Life can build up slowly to a load roar. What were once soft murmurs of life’s day-to-day struggles can become a deafening roar without you ever remembering the volume increasing.
It seemed one day that my ears burst with the noise of my life. The constant struggle with this thing or that thing became a heavy burden that crumpled my mind. It was done; time to shut down; not really wanting death, but the release of sleep would be just fine. A long, deep sleep, with the promise of better on the other side. A week might be enough, maybe two would be better.
A phone call ending in sobbing tears, and an admission that made my soul scream and my heart feel like it was being ripped from its position in my chest. I let the words I had been feeling – for what I realized was probably months – fly from my mouth. “I want Brian, Ella and Bre to leave. And I don’t want to want that!”
My mom swept down with the aid of a friend and I was taken to the local hospital. I handed over my phone, my purse, and my responsibilities to the promise in her voice that it would all be taken care of. I had to take care of me if I were to remain to even see the pieces of what would be left after this.
This would be my first time in a mental health facility. And I must say, it was not what I expected. The people were nice, but firm. My first 24-48 hours was probably like most peoples’. I was lost, I was weepy, I took Ativan for the first time in my life. I reorganized their entire pile of mixed up puzzle pieces, broken crayons, and coloring sheets.

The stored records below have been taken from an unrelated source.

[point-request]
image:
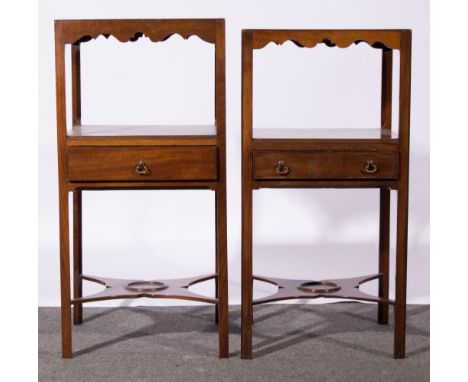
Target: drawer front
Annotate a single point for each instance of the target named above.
(142, 163)
(325, 165)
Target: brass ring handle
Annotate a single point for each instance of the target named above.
(282, 169)
(370, 167)
(142, 168)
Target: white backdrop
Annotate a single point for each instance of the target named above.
(298, 233)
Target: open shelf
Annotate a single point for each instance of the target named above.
(143, 130)
(323, 133)
(131, 135)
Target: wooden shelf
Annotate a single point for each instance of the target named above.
(323, 133)
(136, 135)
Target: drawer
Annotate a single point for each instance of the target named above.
(325, 165)
(142, 163)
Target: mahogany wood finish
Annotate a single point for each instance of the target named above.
(324, 165)
(137, 157)
(142, 163)
(346, 158)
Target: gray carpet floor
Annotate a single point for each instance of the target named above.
(332, 342)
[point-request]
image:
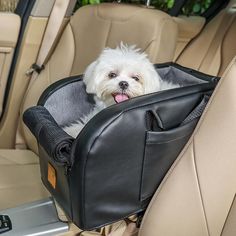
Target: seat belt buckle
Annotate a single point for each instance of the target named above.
(34, 68)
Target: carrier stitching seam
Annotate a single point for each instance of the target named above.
(199, 188)
(175, 164)
(153, 142)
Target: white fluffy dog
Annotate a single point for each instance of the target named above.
(116, 76)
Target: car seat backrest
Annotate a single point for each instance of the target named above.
(214, 48)
(94, 27)
(197, 196)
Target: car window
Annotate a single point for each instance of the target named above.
(8, 5)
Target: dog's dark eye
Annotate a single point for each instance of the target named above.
(135, 78)
(112, 75)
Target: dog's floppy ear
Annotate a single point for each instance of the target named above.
(89, 78)
(152, 82)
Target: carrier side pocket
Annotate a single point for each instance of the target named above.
(161, 150)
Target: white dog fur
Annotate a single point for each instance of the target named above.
(117, 75)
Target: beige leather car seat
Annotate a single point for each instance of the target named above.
(213, 49)
(197, 196)
(90, 30)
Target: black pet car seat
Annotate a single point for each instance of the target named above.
(113, 167)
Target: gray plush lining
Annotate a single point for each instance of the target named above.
(71, 102)
(177, 76)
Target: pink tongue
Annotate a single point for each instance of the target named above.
(120, 97)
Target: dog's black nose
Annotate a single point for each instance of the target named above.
(123, 85)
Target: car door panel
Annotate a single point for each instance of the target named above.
(9, 31)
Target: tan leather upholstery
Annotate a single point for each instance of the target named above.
(200, 54)
(189, 27)
(20, 178)
(27, 54)
(197, 195)
(9, 30)
(90, 30)
(94, 27)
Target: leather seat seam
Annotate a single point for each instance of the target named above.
(199, 187)
(234, 199)
(123, 20)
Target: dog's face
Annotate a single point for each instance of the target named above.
(119, 74)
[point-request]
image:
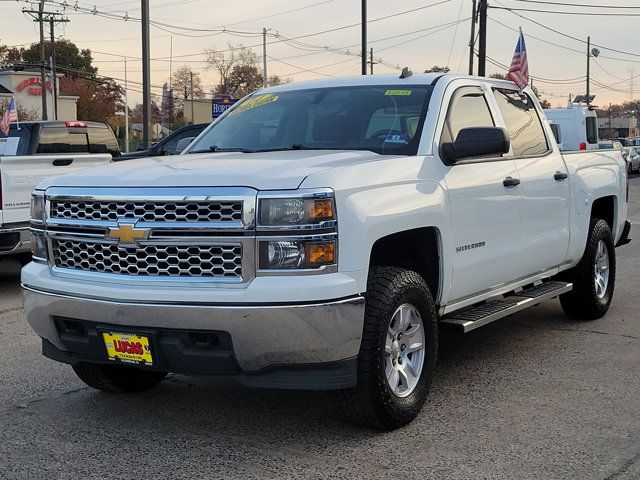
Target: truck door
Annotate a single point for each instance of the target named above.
(543, 181)
(485, 205)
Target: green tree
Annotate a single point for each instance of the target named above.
(70, 60)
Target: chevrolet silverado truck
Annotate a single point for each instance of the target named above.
(36, 150)
(318, 235)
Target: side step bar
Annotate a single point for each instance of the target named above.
(479, 315)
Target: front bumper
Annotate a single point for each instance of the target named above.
(308, 345)
(15, 239)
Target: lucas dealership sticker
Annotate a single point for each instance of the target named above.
(254, 102)
(398, 93)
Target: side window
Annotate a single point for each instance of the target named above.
(62, 140)
(468, 108)
(102, 140)
(592, 130)
(522, 122)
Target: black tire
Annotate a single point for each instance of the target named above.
(583, 303)
(372, 403)
(117, 378)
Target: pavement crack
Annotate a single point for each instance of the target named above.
(624, 468)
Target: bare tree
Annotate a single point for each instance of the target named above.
(181, 85)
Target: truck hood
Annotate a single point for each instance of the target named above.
(263, 171)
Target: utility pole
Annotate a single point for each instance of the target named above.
(126, 109)
(588, 65)
(264, 58)
(39, 16)
(482, 43)
(146, 75)
(52, 61)
(193, 120)
(472, 40)
(43, 84)
(371, 62)
(364, 37)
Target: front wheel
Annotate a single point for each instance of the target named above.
(398, 352)
(117, 378)
(594, 277)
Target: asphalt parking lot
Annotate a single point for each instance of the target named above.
(535, 395)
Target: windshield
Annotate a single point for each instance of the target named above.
(382, 119)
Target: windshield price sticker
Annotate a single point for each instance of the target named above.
(399, 93)
(253, 102)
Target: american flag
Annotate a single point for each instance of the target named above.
(519, 70)
(11, 115)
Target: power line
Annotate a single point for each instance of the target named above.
(588, 5)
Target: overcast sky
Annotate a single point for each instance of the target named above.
(444, 44)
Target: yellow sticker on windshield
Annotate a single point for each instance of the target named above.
(253, 102)
(398, 92)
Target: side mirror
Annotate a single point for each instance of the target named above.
(183, 143)
(476, 142)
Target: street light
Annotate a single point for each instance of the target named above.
(591, 52)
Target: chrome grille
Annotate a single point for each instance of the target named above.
(206, 261)
(155, 211)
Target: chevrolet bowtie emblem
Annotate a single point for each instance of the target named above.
(128, 234)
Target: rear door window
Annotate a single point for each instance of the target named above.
(63, 140)
(17, 143)
(522, 122)
(468, 108)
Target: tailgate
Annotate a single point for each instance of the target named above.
(20, 174)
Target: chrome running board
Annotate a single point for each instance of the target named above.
(481, 314)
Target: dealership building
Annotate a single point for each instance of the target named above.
(25, 86)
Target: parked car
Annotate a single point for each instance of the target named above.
(168, 145)
(579, 127)
(319, 234)
(36, 150)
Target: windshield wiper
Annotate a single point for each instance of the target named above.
(215, 148)
(297, 146)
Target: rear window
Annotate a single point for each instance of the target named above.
(102, 140)
(592, 130)
(63, 140)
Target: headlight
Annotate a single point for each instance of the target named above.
(38, 245)
(296, 254)
(286, 212)
(37, 207)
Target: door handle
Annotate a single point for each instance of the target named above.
(62, 162)
(511, 182)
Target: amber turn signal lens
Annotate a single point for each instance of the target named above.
(318, 210)
(320, 253)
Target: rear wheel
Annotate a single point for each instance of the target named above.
(594, 277)
(117, 378)
(398, 352)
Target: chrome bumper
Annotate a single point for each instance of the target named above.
(15, 239)
(262, 335)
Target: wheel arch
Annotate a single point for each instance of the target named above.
(417, 249)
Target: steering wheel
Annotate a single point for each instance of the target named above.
(383, 134)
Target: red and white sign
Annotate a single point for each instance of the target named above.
(34, 86)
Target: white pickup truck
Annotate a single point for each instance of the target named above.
(318, 235)
(36, 150)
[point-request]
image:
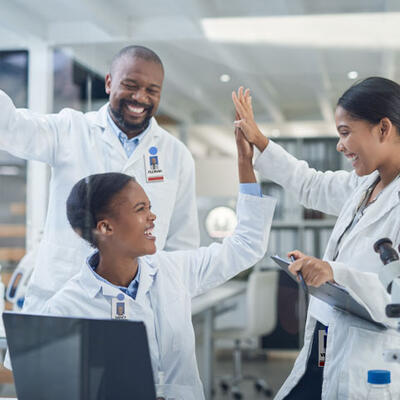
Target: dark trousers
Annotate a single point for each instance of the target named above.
(309, 386)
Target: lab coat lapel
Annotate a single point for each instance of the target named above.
(147, 276)
(150, 139)
(108, 135)
(389, 199)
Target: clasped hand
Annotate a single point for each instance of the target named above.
(315, 272)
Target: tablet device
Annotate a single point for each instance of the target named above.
(333, 294)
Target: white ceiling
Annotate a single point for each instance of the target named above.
(294, 54)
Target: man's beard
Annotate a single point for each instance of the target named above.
(126, 126)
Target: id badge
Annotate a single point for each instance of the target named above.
(118, 307)
(153, 165)
(322, 338)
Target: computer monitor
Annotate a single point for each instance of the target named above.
(78, 359)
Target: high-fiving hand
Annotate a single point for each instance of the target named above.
(246, 122)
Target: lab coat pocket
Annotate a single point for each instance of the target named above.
(162, 195)
(363, 351)
(179, 320)
(175, 392)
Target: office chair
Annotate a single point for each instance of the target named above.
(261, 312)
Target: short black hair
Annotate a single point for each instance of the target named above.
(136, 51)
(90, 200)
(372, 99)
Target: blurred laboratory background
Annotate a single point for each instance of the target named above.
(296, 56)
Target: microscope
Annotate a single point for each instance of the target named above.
(390, 278)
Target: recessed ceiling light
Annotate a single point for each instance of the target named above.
(275, 132)
(352, 75)
(225, 78)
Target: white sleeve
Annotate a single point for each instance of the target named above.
(26, 134)
(323, 191)
(208, 267)
(365, 288)
(183, 230)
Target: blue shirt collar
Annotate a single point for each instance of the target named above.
(121, 135)
(93, 261)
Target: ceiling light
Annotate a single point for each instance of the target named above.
(275, 132)
(352, 75)
(347, 30)
(225, 78)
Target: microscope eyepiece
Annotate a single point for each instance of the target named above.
(386, 252)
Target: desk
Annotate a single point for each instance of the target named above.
(204, 306)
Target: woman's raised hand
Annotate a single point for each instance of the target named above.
(243, 105)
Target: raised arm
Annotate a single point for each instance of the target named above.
(324, 191)
(26, 134)
(208, 267)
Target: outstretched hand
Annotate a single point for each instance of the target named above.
(246, 122)
(315, 272)
(245, 149)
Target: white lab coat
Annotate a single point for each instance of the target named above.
(168, 281)
(75, 145)
(354, 346)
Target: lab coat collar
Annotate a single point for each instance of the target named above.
(389, 199)
(92, 285)
(147, 277)
(150, 139)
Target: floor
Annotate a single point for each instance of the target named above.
(273, 370)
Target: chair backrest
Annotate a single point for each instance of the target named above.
(262, 292)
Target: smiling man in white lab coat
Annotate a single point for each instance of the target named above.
(122, 136)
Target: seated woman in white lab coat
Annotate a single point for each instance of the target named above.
(113, 213)
(367, 204)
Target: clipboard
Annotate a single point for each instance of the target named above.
(333, 294)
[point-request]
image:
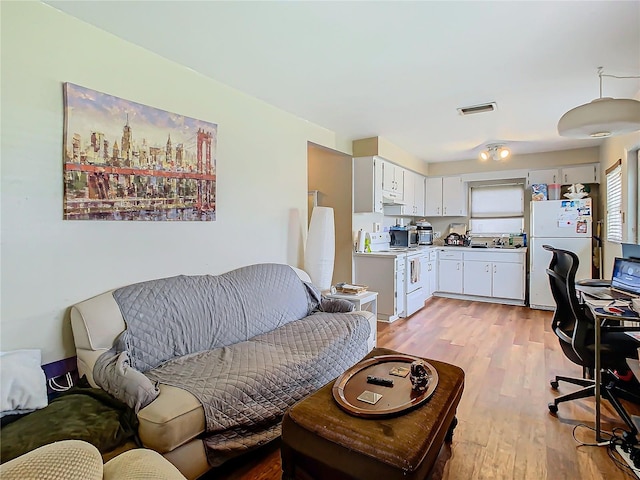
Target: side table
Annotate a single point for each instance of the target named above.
(367, 301)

I was started on a sleep aid and I did need it there, as it was never dark, and I shared a room with 5 other girls and their bathroom schedules.
It was day 3 when I could start to think about the pieces of my life. What pieces would I be able to pick up where I had left them and what pieces needed to be left on the ground? I made 10-minute phone calls, attempting to unstress and adjust to medication, while trusting others to put my puzzle together from 3 hours away.

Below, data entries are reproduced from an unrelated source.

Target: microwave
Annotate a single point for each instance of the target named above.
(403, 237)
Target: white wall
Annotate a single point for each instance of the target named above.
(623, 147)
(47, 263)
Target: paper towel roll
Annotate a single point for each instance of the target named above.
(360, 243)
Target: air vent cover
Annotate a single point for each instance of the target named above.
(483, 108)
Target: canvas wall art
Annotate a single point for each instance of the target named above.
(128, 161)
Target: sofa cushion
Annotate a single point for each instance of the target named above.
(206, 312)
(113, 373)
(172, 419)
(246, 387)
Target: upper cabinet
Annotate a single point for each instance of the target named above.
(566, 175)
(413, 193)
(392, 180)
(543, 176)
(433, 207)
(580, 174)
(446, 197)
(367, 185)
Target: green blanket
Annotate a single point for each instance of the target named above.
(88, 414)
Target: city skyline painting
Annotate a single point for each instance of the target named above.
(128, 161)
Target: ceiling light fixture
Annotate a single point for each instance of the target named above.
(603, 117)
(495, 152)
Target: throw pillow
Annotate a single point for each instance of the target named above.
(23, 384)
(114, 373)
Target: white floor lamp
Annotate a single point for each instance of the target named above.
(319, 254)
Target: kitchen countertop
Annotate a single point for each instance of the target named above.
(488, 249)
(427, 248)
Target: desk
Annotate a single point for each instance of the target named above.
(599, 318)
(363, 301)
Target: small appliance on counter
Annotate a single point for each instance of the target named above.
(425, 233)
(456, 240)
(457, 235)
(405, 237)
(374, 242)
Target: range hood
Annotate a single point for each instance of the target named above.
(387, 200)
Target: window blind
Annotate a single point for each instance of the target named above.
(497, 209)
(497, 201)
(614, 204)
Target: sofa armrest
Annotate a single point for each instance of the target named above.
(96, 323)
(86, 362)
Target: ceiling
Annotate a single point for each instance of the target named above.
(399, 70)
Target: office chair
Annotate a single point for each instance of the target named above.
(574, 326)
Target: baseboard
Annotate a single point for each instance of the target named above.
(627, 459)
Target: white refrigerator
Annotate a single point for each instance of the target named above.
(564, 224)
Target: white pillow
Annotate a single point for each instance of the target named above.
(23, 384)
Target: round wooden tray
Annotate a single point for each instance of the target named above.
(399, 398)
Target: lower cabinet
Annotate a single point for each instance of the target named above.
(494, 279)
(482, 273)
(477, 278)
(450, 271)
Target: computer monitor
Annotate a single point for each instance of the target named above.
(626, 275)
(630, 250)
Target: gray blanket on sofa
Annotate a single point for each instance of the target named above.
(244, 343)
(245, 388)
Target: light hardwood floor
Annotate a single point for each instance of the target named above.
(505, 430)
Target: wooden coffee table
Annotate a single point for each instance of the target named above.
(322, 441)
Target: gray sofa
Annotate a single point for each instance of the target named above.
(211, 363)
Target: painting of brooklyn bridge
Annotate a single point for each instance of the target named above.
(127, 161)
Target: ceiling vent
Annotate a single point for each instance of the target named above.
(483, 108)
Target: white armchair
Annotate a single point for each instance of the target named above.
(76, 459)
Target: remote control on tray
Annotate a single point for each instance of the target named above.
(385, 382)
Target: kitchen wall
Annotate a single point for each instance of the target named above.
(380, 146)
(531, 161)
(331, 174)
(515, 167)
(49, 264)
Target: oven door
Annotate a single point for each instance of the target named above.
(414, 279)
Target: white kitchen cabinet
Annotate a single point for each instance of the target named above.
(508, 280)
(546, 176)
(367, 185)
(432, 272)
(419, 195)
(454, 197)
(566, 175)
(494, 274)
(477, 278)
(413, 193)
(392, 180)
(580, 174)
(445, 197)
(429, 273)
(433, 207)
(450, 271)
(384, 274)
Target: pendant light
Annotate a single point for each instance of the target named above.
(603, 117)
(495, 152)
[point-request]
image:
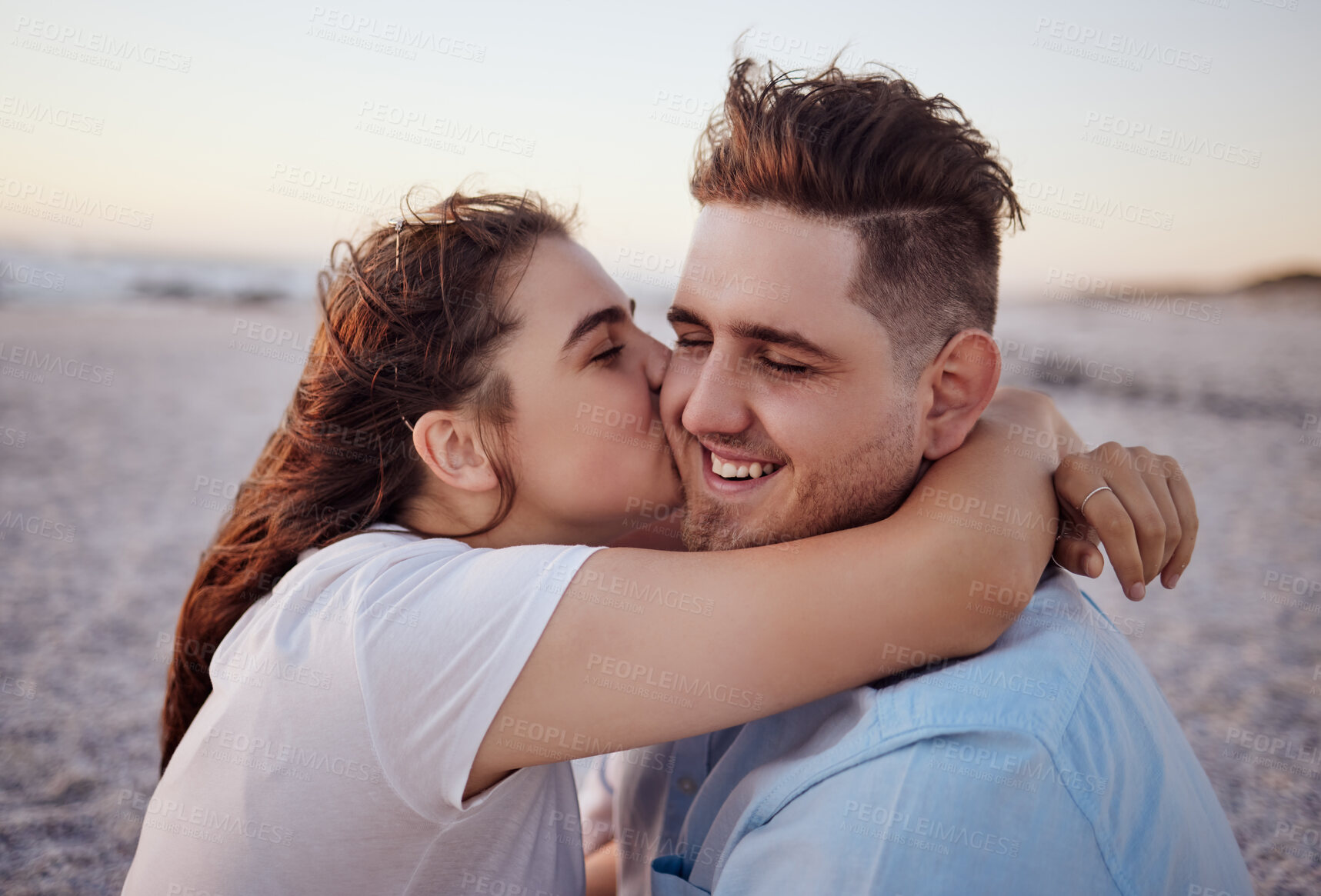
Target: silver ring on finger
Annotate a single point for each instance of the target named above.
(1103, 488)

My household turned into an upheaval of stress, fights, and arguments. You see, Tanya had gone away. That person that never said “No” and ran around fixing the sinking ship was gone. The ship was sinking, and the passengers noticed that they were actually in a hurricane. It didn’t help that the 1st mate was telling everyone that the caption had abandoned ship. No one would believe her because Captains do not abandon ship.

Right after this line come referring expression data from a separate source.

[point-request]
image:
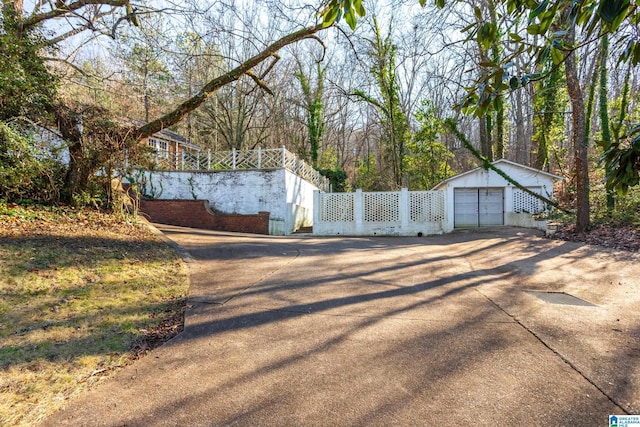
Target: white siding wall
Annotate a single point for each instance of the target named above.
(287, 197)
(490, 179)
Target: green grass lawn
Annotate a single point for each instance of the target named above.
(81, 294)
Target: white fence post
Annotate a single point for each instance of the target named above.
(403, 205)
(358, 209)
(317, 208)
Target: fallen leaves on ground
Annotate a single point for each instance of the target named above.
(625, 237)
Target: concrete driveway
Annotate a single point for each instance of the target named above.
(439, 330)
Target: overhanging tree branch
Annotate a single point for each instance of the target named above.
(451, 124)
(67, 9)
(194, 102)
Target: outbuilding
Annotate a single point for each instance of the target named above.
(481, 197)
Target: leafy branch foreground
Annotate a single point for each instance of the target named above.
(82, 294)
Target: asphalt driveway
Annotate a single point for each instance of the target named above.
(438, 330)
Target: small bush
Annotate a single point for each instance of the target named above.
(27, 172)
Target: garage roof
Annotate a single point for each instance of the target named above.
(497, 163)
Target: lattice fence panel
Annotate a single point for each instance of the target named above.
(271, 158)
(336, 207)
(426, 206)
(247, 159)
(381, 207)
(222, 160)
(526, 203)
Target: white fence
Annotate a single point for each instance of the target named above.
(273, 158)
(401, 213)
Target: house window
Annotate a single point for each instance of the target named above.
(161, 147)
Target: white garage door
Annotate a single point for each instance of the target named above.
(478, 207)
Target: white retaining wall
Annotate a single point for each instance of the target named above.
(402, 213)
(286, 196)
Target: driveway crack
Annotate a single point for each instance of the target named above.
(557, 353)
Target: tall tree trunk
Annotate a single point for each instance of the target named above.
(604, 110)
(521, 149)
(579, 135)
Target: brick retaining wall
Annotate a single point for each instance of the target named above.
(197, 214)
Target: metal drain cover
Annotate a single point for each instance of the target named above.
(560, 298)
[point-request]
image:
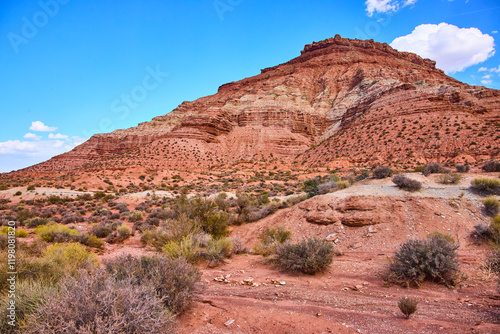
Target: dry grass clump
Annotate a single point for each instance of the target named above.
(434, 258)
(408, 306)
(308, 256)
(406, 183)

When my time was up at the mental health facility, I still refused to come home. I had made some hard, but firm decisions and new I would crumble if I went back home straight away. That the soft murmurs would pull me back down into their rhythm and I wouldn’t notice the roaring again until it was to late. I escaped to my sister’s house, where I remained for about 2 weeks.
Things are still not were they should be, even 2 months after my release. I am still ridden with guilt that I will probably never get over. While I only “abandoned” my birth children for a little while, they have now seen that I am a fragile shell that can be lost. My stepchildren, (I cringe to even call them that. I working so hard throughout the years to make no difference in my heart between birth and non-birth children) have seen that I was incapable of giving them the time, energy and bits of myself I so badly wanted to give them. I failed them, and for Ella that is two mothers failed. She needed me not to fail.
I have a new job. I tried to choose one without death.
I have a new lover, a partner, an old love that was easily rekindled into the burning flame that was there years ago. I feel in love and scared out of my mind at the thought. I chose Brain because being in love is not always a good thing. I was never “in love” with Brain. You lose control in love. You lose yourself in love. You lose who you were and become someone new and sometimes that person is not who you thought you were. In love is terrifying and joyful and passionate, and I am lost.